Aleksandra Gromadowska w sezonie 2023/2024 nadal reprezentować będzie #VolleyWrocław. 27-letnia przyjmująca to obok Anny Bączyńskiej druga siatkarka na tej pozycji, która zostaje we Wrocławiu. Dla powracającej po kontuzji Gromadowskiej nadchodzący sezon będzie w sumie czwartym, a trzecim z rzędu sezonem w barwach seniorskiej ekipy #VolleyWrocław.
Kolejne karty na sezon 2023/2024 odkrywa #Volley Wrocław. W jego barwach wciąż występowała będzie Aleksandra Gromadowska. Mimo że poprzedni sezon był dla niej niemal cały stracony, to jednak wierzy, że szybko powróci do odpowiedniej formy po kontuzji i pomoże Volley’owi w nadchodzących rozgrywkach.
Gromadowska to rodowita wrocławianka, która grała w młodzieżowych sekcjach Gwardii, a później Impelu Wrocław. Po transferze do Budowlanych Łódź przyjmująca zdecydowała się przenieść na piach i jako siatkarka plażowa występowała m.in. w mistrzostwach Europy 2020 oraz międzynarodowych imprezach cyklu World Tour. W swoim dorobku ma cztery medale mistrzostw Polski.
Powrót do hali Gromadowska zaliczyła w Kaliszu, a po sezonie w MKS-ie wróciła do rodzinnego Wrocławia. W #VolleyWrocław dwukrotnie została mistrzynią PreZero Grand Prix, wykorzystując swoje doświadczenie plażowe. Sezon 2022/2023 niestety nie wyglądał dla przyjmującej tak, jak tego oczekiwała. Po wystąpieniu w zaledwie czterech meczach TAURON Ligi Gromadowska nabawiła się poważnej kontuzji kolana, która wykluczyła ją z dalszej części sezonu. Jeszcze w grudniu 2022 roku przeszła zabieg rekonstrukcji więzadeł, a następnie rozpoczęła proces rehabilitacji.
Cierpliwa praca na wagę złota
Obecnie powoli wraca do zdrowia i czeka na konsultację lekarską, która pozwoli określić na jakim etapie jest jej rehabilitacja. – Sport jest nieprzewidywalny i niestety w ostatnim sezonie dane mi było poznać jego ciemniejszą stronę. Rehabilitacja trwa, miarowo wdrażam się w coraz bardziej zaawansowane treningi. Przed rozpoczęciem okresu przygotowawczego czeka mnie jeszcze konsultacja lekarska, która dokładniej określi na jakim jestem etapie. Kontuzja, rehabilitacja i powrót do zdrowia to dla mnie zupełnie nowa sytuacja. Cały ten czas jest dla mnie swego rodzaju eksperymentowaniem, ponieważ na każdym etapie badam swoje możliwości i ograniczenia. Ten czas nauczył mnie czerpania radości z małych rzeczy i akceptacji, że przy mądrej pracy na wszystko przyjdzie czas. I tak chcę podejść do tego sezonu, pracując mądrze i cierpliwie, a najpierw wrócić do pełni formy i wnieść jak najwięcej dla zespołu – powiedziała Aleksandra Gromadowska.
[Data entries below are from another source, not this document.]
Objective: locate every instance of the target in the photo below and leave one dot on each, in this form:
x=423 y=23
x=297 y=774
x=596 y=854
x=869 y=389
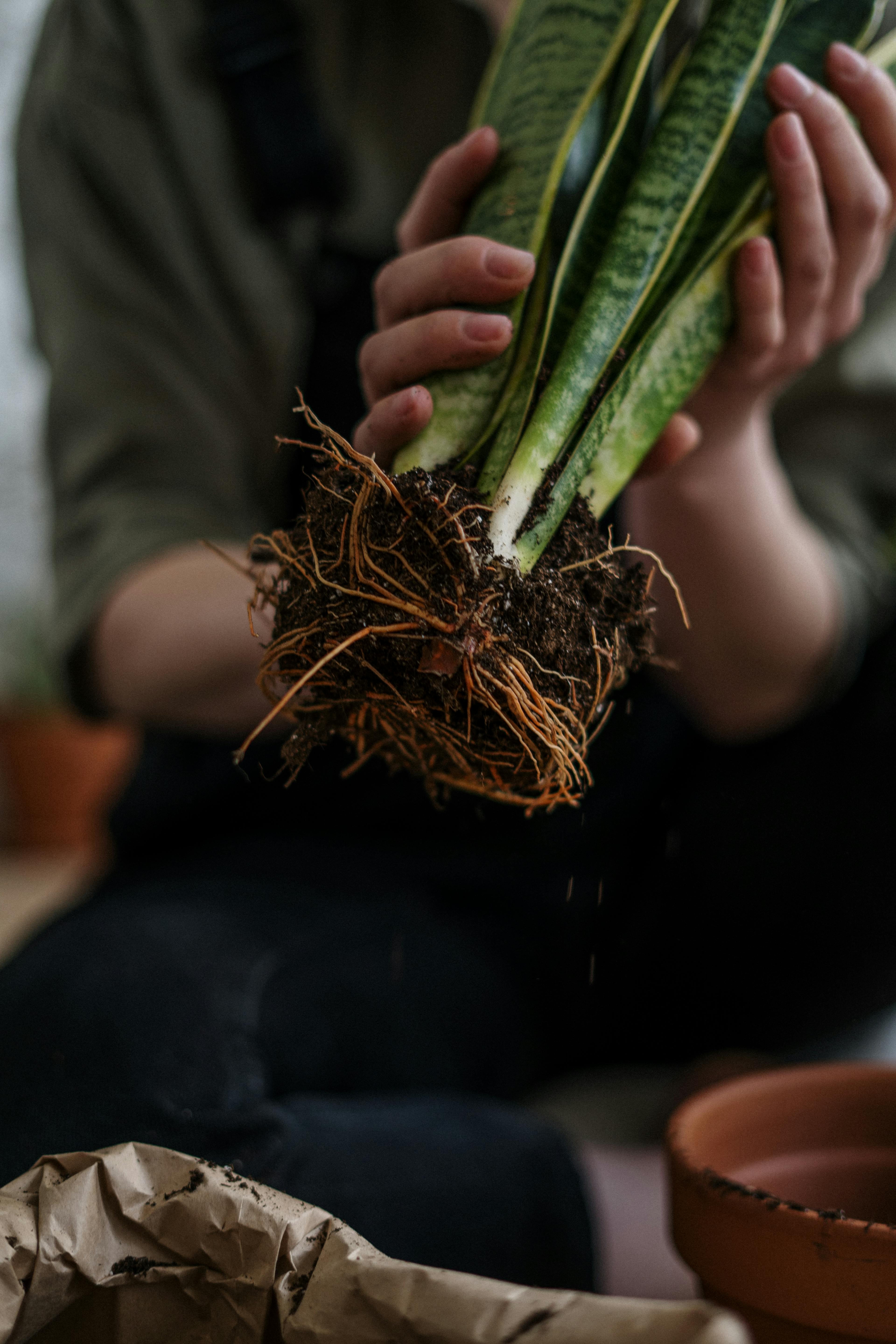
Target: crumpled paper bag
x=138 y=1245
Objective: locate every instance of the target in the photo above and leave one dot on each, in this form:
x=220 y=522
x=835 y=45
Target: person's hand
x=835 y=190
x=420 y=329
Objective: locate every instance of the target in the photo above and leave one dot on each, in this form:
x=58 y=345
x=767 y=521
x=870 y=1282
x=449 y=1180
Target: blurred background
x=56 y=773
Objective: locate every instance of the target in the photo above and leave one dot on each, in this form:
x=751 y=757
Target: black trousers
x=342 y=991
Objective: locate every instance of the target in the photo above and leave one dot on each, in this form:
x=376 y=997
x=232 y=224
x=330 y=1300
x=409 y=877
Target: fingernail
x=789 y=138
x=508 y=263
x=410 y=401
x=487 y=329
x=789 y=87
x=847 y=62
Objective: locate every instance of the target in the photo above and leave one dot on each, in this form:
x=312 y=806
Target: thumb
x=440 y=203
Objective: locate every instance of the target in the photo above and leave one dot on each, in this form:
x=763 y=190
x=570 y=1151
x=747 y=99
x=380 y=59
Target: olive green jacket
x=175 y=325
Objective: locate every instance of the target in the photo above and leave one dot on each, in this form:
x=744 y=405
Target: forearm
x=172 y=646
x=757 y=578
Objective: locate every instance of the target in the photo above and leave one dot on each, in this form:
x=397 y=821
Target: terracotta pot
x=61 y=775
x=784 y=1201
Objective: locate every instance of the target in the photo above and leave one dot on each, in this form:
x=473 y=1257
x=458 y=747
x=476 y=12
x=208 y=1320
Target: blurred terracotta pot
x=784 y=1201
x=61 y=775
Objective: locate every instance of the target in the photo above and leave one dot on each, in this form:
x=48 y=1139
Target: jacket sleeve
x=836 y=433
x=166 y=312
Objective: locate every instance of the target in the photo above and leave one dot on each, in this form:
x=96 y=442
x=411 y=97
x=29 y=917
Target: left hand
x=835 y=190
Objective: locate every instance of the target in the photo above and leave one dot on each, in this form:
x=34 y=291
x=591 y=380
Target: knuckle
x=871 y=207
x=382 y=286
x=367 y=358
x=404 y=233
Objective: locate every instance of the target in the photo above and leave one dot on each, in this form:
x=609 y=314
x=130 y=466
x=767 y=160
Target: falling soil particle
x=195 y=1182
x=528 y=1324
x=299 y=1292
x=398 y=630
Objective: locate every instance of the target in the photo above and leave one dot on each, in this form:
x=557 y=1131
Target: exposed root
x=398 y=630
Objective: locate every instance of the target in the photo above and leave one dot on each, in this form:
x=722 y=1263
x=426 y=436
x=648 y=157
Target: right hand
x=418 y=330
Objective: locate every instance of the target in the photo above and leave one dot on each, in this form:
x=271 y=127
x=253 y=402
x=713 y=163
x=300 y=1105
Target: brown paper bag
x=138 y=1245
Mimo kontuzji przyjmującej #VolleyWrocław postanowił nie rezygnować z zawodniczki i przedłużyć z nią kontrakt na kolejny rok. – Jak to się mówi: wszędzie dobrze, ale w domu najlepiej. Jakiś czas po operacji prezes klubu, Jacek Grabowski wyciągnął pomocną dłoń i zaproponował przedłużenie kontraktu. Za to chciałam podziękować, ponieważ taka opcja daje ulgę i jednocześnie przestrzeń na spokojny powrót do zdrowia. I tak dokładnie jest, tutaj mam wszystko czego potrzebuję, aby wrócić do pełnej sprawności, między innymi dobrych fachowców czy bazę treningową. Mam nadzieję, że zobaczymy się w tłumnie zapełnionej hali Orbita, ciesząc się i przeżywając wspólnie kolejne niezapomniane siatkarskie momenty – dodała zawodniczka zespołu z Wrocławia.
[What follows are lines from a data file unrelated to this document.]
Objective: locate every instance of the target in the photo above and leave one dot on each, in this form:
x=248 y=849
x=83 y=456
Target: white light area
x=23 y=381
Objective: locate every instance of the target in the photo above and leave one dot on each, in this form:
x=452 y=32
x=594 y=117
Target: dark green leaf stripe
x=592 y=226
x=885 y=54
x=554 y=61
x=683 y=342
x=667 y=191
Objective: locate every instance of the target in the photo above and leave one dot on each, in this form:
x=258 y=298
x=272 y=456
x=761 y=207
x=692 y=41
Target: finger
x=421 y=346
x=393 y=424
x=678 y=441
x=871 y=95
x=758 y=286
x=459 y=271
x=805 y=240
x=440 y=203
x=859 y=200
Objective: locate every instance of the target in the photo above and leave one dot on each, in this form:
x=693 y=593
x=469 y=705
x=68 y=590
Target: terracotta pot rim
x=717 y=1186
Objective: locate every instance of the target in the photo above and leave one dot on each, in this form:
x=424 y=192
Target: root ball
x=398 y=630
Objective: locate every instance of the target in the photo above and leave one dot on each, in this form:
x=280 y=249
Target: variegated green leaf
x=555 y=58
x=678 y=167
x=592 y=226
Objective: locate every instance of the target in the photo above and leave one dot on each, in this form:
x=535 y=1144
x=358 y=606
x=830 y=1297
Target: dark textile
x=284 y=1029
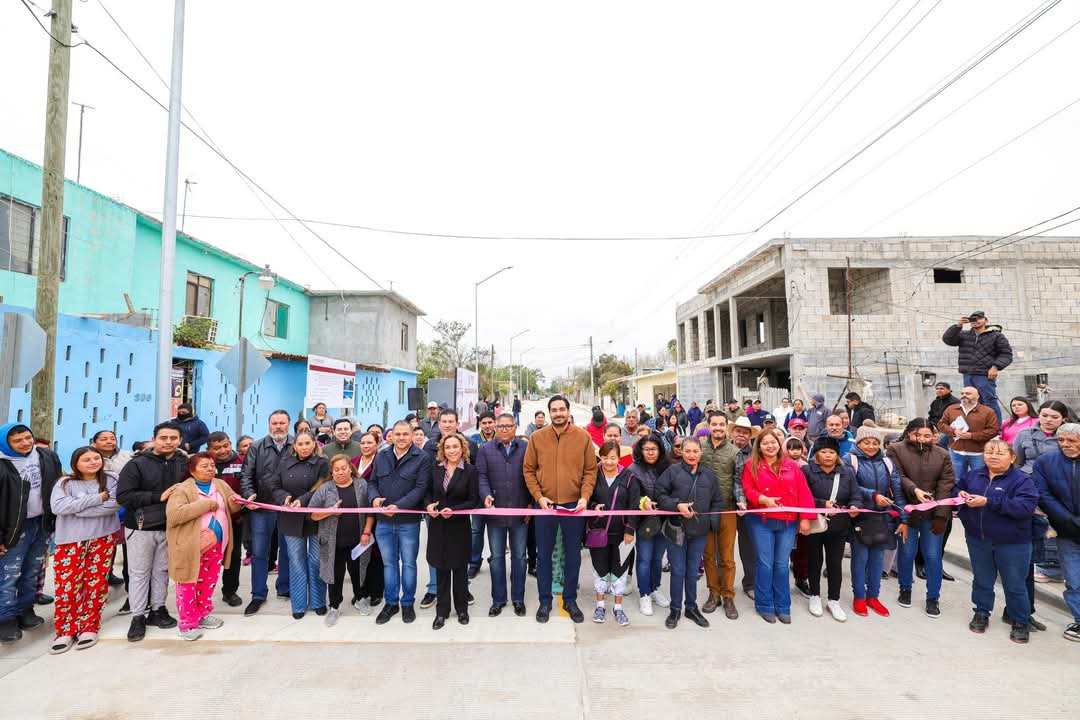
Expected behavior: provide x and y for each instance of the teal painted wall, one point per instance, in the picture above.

– Ola bardzo ciężko pracuje, robi wszystko, żeby wrócić do zdrowia i my staraliśmy się jej w tym pomagać, jak tylko to było możliwe. Po jej powrocie do siatkówki halowej chciałbym, żeby robiła kolejne postępy. To wciąż młoda zawodniczka, która ma szansę na rozwój. Do tego życzę jej oczywiście dużo zdrowia, wytrwałości i konsekwencji w wysiłkach, które wkłada obecnie w powrót na boisko – czekamy, aż znów będziemy mogli oklaskiwać Cię na halach TAURON Ligi – powiedział prezes, Jacek Grabowski.